Certes, une nouvelle enveloppe de 100 M€ a été débloquée par Barbara Pompili et Jean-Baptiste Djebbari, les ministres respectivement en charge de la Transition énergétique et des Transports, dans le cadre du programme Advenir, pour équiper les villes. Une enveloppe de 100 M€ a également été mobilisée pour installer des bornes de recharge rapide sur les aires de service du réseau d’autoroutes et des routes nationales. Mais ces investissements semblent largement insuffisants au regard du chantier colossal qui se présente.
Or, l’équipement des routes en bornes de recharge est essentiel pour le développement de la mobilité électrique. Aujourd’hui, malgré le développement de la mobilité douce dans les villes, 74 % des déplacements domicile-travail s’effectuent encore en voiture. Même pour les distances inférieures à cinq kilomètres, la voiture représente encore 60 % des déplacements. Et pour les longs trajets, utiliser un véhicule électrique reste aujourd’hui un pari très risqué du fait de l’incapacité à effectuer le plein d’électricité en itinérance.
D’après l’UFE, 85 % des propriétaires de véhicules électriques ont déjà rencontré une borne en panne et 83 % ont fait face au moins une fois à un défaut de recharge. Bornes mal entretenues, faibles puissances des points de recharge installés avant 2017 (qui représentent encore la moitié du réseau), grands « vides » dans le maillage territorial… La situation actuelle appellerait une action publique plus énergique et des moyens beaucoup plus conséquents que ceux qui ont été réellement consentis derrière les effets d’annonce.

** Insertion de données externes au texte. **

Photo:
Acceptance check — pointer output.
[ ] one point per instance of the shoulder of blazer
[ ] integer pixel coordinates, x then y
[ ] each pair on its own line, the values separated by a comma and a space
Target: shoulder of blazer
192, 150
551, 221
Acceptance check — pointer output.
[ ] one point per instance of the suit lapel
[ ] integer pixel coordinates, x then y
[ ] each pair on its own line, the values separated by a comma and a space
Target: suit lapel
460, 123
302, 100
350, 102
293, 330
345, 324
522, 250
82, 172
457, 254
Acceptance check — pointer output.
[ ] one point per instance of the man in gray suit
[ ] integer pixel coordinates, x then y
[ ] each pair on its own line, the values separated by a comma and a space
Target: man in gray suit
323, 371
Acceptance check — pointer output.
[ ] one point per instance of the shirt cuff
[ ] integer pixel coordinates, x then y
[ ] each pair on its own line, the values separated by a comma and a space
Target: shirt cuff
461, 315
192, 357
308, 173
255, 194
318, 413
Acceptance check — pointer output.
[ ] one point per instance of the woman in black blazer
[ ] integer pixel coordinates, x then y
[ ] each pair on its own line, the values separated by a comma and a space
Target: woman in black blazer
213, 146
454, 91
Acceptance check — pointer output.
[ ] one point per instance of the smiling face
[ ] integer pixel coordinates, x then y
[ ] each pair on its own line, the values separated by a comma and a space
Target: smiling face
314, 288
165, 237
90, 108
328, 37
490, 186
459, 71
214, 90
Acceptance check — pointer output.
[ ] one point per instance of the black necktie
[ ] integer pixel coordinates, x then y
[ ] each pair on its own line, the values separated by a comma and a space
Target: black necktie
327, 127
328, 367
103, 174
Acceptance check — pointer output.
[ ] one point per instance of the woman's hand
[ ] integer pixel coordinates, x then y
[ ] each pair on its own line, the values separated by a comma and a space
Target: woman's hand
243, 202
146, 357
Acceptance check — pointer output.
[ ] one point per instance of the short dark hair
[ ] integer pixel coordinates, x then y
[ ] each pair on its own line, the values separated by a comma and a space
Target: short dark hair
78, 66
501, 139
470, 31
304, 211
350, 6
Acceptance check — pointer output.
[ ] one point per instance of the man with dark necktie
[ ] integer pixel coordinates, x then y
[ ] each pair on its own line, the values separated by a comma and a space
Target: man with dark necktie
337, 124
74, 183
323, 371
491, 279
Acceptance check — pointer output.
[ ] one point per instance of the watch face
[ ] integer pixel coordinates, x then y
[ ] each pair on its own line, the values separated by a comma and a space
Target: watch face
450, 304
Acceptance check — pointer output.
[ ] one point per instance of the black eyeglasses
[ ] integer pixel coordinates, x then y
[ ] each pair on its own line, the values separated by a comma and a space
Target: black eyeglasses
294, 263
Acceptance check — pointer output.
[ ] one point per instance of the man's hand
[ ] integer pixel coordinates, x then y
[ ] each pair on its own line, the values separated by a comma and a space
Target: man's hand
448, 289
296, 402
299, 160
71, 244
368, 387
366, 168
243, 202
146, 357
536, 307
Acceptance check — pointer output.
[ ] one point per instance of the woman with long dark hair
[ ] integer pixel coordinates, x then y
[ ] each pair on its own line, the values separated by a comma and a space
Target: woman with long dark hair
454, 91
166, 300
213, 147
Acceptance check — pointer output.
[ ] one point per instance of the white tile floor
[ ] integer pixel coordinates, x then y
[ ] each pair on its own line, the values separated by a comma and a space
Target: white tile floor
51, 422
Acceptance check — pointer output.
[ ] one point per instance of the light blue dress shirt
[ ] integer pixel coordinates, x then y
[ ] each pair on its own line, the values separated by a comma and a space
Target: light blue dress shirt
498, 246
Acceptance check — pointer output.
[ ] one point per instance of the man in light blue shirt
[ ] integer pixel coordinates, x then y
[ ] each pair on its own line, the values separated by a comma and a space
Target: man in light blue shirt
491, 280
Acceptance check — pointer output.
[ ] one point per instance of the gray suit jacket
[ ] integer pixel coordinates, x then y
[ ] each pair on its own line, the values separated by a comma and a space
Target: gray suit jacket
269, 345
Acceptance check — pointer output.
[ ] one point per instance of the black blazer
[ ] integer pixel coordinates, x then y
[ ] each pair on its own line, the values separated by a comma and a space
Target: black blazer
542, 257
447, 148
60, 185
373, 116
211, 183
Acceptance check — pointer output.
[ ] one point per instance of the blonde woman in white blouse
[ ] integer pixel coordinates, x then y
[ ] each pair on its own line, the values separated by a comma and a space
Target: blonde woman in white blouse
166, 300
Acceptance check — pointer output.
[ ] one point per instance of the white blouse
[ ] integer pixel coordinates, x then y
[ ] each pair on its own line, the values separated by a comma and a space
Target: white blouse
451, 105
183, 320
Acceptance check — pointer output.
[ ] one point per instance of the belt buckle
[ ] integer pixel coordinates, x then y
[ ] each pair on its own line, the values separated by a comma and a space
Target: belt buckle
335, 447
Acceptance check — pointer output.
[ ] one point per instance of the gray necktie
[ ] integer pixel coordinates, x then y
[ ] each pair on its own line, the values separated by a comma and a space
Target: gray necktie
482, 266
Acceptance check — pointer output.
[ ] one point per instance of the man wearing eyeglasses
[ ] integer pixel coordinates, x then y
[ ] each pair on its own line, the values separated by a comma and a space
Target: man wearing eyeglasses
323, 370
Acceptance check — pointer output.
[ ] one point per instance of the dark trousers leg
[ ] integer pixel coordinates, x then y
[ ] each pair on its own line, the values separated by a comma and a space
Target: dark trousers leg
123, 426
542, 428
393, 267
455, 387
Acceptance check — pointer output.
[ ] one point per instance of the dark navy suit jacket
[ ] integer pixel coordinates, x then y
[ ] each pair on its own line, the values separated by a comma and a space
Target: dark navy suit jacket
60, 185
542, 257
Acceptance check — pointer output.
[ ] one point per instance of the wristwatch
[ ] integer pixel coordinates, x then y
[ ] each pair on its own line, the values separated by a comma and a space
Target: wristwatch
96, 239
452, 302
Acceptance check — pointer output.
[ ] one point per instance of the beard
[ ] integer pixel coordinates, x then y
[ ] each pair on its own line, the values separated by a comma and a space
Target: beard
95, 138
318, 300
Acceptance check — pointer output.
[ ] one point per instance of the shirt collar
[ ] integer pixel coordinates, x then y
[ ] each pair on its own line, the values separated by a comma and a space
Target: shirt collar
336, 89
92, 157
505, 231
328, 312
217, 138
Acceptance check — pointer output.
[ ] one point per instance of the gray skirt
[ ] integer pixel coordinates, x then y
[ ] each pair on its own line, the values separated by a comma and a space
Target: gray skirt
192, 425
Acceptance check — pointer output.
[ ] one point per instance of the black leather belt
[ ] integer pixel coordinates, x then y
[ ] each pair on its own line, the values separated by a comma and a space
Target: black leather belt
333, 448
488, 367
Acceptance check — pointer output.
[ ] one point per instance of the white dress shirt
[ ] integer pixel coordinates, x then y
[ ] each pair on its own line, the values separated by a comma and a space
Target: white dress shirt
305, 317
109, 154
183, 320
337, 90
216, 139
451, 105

Le défi est immense d’autant que parallèlement, il s’agit de préparer l’avenir en développant la technologie hydrogène qui ne manque pas d’atouts pour s’imposer dans le futur. Les modèles alimentés par une pile à combustible ont en effet une autonomie de 500 ou 700 kilomètres, et leur ravitaillement ne prend que quelques minutes. Ils peuvent ainsi s’affranchir d’un réseau public tardant à se constituer. Selon l’Association française pour l’hydrogène et les piles à combustible (Afhypac), 400 véhicules légers hydrogène circuleraient aujourd’hui en France. Et dans le monde, 15 000 à 18 000 voitures et camionnettes et 3 000 autobus à hydrogène seraient déjà sur les routes. Aujourd’hui, les coûts encore très élevés et le bilan environnemental posent encore problème, mais les professionnels annoncent l’arrivée prochaine d’un hydrogène vert à prix compétitif et une baisse des coûts de la pile à combustible et du réservoir, qui devraient aider l’hydrogène à prendre son envol. C’est donc aussi sur cette énergie que mise un acteur de la route aussi important que Vinci Autoroutes. Le société concessionnaire d’autoroutes « se tient prêt à déployer des stations hydrogènes » et a par ailleurs répondu à un appel à manifestation d’intérêt (en s’associant à l’Agence Régionale Energie Climat de la Région Occitanie) pour construire et exploiter une station hydrogène vert près de Toulouse. Les initiatives privées commencent à fleurir, mais il est vrai que beaucoup dépendra de la mobilisation de l’État.